In practice, this is probably not what you would do very frequently (you probably either want to solve a 2d problem, or one in 3d, but not both at the same time). However, it demonstrates the mechanism by which we can simply change which dimension we want in a single place, and thereby force the compiler to recompile the dimension independent class templates for the dimension we request. The emphasis here lies on the fact that we only need to change a single place. This makes it rather trivial to debug the program in 2d where computations are fast, and then switch a single place to a 3 to run the much more computing intensive program in 3d for ‘real’ computations.
Each of the two blocks is enclosed in braces to make sure that the laplace_problem_2d
variable goes out of scope (and releases the memory it holds) before we move on to allocate memory for the 3d case. Without the additional braces, the laplace_problem_2d
variable would only be destroyed at the end of the function, i.e. after running the 3d problem, and would needlessly hog memory while the 3d run could actually use it.
The output of the program looks as follows (the number of iterations may vary by one or two, depending on your computer, since this is often dependent on the roundoff accuracy of floating point operations, which differs between processors):
It is obvious that in three spatial dimensions the number of cells and therefore also the number of degrees of freedom is much higher. What cannot be seen here, is that besides this higher number of rows and columns in the matrix, there are also significantly more entries per row of the matrix in three space dimensions.
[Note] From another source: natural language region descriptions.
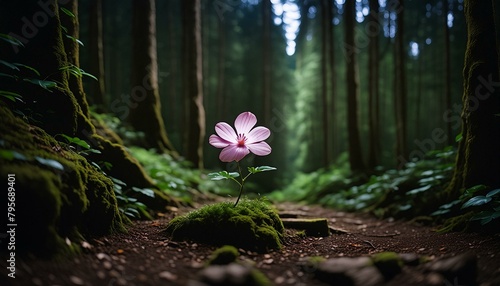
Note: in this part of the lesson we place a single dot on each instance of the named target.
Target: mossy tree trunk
(70, 35)
(352, 77)
(145, 113)
(478, 159)
(60, 194)
(96, 54)
(193, 82)
(400, 108)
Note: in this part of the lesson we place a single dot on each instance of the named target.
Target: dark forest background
(301, 97)
(390, 107)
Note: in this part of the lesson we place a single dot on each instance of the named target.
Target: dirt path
(145, 257)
Together, this leads to a much higher numerical effort for solving the system of equation, which you can feel in the run time of the two solution steps when you actually run the program.
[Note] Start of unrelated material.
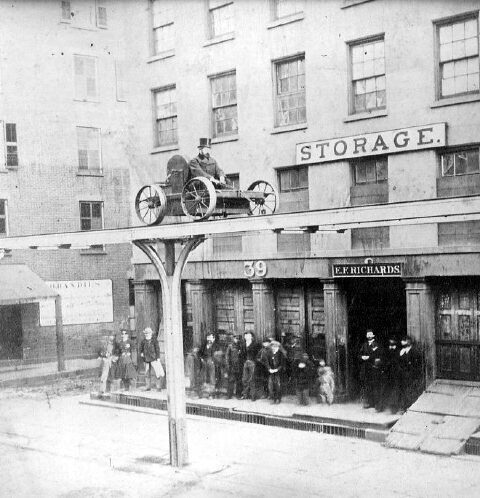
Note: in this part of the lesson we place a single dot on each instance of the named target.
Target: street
(54, 445)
The program produces two files: solution2d.vtk
and solution3d.vtk
, which can be viewed using the programs VisIt or Paraview (in case you do not have these programs, you can easily change the output format in the program to something which you can view more easily). Visualizing solutions is a bit of an art, but it can also be fun, so you should play around with your favorite visualization tool to get familiar with its functionality. Here's what I have come up with for the 2d solution:
(See also video lecture 11, video lecture 32.) The picture shows the solution of the problem under consideration as a 3D plot. As can be seen, the solution is almost flat in the interior of the domain and has a higher curvature near the boundary. This, of course, is due to the fact that for Laplace's equation the curvature of the solution is equal to the right hand side and that was chosen as a quartic polynomial which is nearly zero in the interior and is only rising sharply when approaching the boundaries of the domain; the maximal values of the right hand side function are at the corners of the domain, where also the solution is moving most rapidly. It is also nice to see that the solution follows the desired quadratic boundary values along the boundaries of the domain. It can also be useful to verify a computed solution against an analytical solution. For an explanation of this technique, see step7.
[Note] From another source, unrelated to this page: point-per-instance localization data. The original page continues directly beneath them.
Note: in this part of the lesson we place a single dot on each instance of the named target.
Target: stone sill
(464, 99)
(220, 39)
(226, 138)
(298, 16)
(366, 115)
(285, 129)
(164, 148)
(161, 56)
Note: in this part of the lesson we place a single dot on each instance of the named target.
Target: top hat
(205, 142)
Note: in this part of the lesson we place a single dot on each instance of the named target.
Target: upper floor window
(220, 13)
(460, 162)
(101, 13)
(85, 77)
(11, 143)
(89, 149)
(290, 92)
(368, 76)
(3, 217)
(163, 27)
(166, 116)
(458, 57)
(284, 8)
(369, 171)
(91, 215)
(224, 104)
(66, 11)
On the other hand, even though the picture does not show the mesh lines explicitly, you can see them as little kinks in the solution. This clearly indicates that the solution hasn't been computed to very high accuracy and that to get a better solution, we may have to compute on a finer mesh.
In three spatial dimensions, visualization is a bit more difficult. The left picture shows the solution and the mesh it was computed on on the surface of the domain. This is nice, but it has the drawback that it completely hides what is happening on the inside. The picture on the right is an attempt at visualizing the interior as well, by showing surfaces where the solution has constant values (as indicated by the legend at the top left). Isosurface pictures look best if one makes the individual surfaces slightly transparent so that it is possible to see through them and see what's behind.
Essentially the possibilities for playing around with the program are the same as for the previous one, except that they will now also apply to the 3d case. For inspiration read up on possible extensions in the documentation of step 3.